Local Safeway stores are dedicating the month of September to the Nourishing Neighbors fundraiser, where donations made at the register of any Safeway store on Maui will support the Maui Food Bank.

The fundraiser serves across the state to expand school breakfast participation, building on the grab-and-go model that has been a necessity due to the pandemic.

Despite free grab-and-go breakfast, which allowed parents to pick up breakfast and lunch at the same time, meal participation has been down since the beginning of the pandemic.


According to the Food Research and Action Center’s 2021 School Breakfast Scorecard, only 25,559 low-income children in Hawai‘i participated in the national School Breakfast Program on an average school day during the 2019-2020 school year.

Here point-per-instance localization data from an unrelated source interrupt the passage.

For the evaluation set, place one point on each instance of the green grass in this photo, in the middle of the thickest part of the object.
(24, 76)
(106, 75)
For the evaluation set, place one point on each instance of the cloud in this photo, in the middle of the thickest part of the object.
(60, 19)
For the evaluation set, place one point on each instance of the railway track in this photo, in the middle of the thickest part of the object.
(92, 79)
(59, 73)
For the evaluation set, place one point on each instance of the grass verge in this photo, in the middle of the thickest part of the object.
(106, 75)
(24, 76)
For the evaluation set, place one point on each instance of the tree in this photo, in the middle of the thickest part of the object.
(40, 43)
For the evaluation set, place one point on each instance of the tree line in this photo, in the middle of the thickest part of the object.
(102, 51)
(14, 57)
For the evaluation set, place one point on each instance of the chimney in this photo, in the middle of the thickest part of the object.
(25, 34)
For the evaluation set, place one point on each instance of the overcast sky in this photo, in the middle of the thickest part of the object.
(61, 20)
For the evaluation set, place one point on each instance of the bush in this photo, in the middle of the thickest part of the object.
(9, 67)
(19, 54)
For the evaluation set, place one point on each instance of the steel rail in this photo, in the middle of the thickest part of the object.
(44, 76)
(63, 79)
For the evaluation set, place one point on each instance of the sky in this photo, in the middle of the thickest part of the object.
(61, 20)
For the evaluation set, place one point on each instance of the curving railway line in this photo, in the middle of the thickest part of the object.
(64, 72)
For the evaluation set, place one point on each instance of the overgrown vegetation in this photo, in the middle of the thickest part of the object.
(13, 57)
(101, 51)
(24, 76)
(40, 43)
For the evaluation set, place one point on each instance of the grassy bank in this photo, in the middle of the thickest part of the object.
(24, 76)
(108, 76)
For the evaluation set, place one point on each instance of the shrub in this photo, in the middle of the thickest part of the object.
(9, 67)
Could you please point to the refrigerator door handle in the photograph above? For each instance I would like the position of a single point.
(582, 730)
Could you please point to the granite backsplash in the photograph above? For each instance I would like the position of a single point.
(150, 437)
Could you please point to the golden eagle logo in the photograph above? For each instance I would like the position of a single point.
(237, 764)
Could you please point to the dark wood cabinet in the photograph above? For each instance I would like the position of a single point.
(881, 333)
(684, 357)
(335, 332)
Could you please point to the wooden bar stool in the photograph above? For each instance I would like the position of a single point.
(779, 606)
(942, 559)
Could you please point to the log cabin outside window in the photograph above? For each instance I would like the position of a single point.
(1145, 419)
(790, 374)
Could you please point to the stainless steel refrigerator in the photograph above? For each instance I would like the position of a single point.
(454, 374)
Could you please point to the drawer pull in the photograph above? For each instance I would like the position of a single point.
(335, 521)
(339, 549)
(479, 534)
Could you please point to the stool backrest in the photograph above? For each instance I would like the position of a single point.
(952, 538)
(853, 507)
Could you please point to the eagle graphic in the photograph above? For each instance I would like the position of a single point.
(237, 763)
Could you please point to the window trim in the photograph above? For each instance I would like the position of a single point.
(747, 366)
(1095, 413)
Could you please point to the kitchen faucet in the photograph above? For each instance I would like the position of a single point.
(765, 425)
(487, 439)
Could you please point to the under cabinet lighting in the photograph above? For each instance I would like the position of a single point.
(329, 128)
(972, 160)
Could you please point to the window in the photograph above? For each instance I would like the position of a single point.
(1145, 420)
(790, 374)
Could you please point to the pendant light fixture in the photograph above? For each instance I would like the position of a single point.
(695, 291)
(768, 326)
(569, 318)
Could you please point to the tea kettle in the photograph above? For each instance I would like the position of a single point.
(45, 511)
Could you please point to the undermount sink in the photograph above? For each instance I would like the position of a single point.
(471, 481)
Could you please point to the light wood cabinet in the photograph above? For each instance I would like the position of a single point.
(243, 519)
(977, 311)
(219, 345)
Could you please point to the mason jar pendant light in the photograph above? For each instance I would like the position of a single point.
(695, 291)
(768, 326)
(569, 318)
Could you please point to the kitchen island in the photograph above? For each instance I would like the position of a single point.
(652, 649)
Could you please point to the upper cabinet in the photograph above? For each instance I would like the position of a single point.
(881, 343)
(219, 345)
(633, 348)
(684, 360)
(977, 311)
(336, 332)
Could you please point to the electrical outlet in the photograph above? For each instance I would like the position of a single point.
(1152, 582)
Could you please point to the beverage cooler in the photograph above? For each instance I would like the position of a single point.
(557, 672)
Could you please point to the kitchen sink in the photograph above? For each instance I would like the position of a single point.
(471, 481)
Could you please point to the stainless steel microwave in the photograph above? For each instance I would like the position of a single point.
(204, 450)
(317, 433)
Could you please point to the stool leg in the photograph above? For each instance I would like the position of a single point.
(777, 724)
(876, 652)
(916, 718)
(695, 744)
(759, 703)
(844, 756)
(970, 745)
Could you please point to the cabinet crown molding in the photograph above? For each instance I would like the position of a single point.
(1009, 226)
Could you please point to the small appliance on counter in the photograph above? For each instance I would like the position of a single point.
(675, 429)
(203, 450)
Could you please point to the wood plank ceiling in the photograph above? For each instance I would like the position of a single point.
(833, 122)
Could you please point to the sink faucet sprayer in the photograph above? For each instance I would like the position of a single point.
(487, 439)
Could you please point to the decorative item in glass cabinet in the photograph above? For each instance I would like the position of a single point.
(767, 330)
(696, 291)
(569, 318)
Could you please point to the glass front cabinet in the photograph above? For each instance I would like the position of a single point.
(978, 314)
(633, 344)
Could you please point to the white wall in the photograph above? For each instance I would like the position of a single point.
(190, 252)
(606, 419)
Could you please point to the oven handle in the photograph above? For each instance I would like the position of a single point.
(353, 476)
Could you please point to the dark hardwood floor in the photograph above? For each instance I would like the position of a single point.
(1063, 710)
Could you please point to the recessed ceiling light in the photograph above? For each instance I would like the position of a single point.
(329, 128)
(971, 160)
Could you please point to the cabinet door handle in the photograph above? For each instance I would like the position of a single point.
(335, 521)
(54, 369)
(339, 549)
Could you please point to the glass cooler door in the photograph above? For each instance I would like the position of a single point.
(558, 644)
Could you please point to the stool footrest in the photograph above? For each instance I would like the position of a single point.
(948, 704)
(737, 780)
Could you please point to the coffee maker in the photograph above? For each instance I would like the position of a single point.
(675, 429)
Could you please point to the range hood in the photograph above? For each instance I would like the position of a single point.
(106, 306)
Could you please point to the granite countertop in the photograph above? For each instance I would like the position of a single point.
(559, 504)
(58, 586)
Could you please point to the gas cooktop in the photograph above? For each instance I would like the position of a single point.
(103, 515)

In Hawai‘i, that’s about 40% of children receiving free or reduced-price lunches, compared to a national rate of 58.4%. This places Hawai‘i at 50th in the nation for participation in this program.

If the entire state were to raise school breakfast participation rate to 70% (of those participating in lunch), almost 19,000 more students would benefit from school breakfast, and the state would get nearly $4 million per year in additional federal funds.


In West Virginia (the top-ranked state) more than 84% of students who participate in free and discounted lunch also participate in breakfast.

“Parents often don’t realize that breakfast is available through their child’s school,” said Daniela Spoto, Hawai‘i Appleseed Director of Anti-Hunger Initiatives. “Even families that are financially stable often have such busy schedules that they find it challenging to prepare a good, balanced breakfast in the morning. And data shows us that students who skip breakfast have a harder time learning.”

Unlike most years, this year national waivers have made it possible for all Hawai‘i public schools (and many charter schools) to serve free meals — meeting USDA high-quality nutrition standards — to all students.


“We are very pleased with how the DOE has stepped up to provide free meals to so many students during campus closures,” said Spoto. “With 100% free meals this year, we’re hopeful that we can continue to work with the DOE to re-imagine how breakfast is served at school, making it easier and more convenient for as many students as possible.”

FRAC, No Kid Hungry and other national groups recommend boosting participation by offering “breakfast after the bell.” This umbrella term includes multiple innovative breakfast delivery models such as:

  • Offering breakfast in the classroom while students are going over the day’s agenda;
  • A “second-chance breakfast” after the first period; and
  • Grab-and-go breakfast kiosks in a convenient location.

Another strategy to boost participation is offering new menu items that feature local ingredients, or dishes that students have requested, and promoting these items through various channels to both parents and students.

The Nourishing Neighbors campaign is sponsored by the Safeway Foundation with the support of the Food Research and Action Center and will run the entire month of September at more than 20 Safeway stores in Hawai‘i.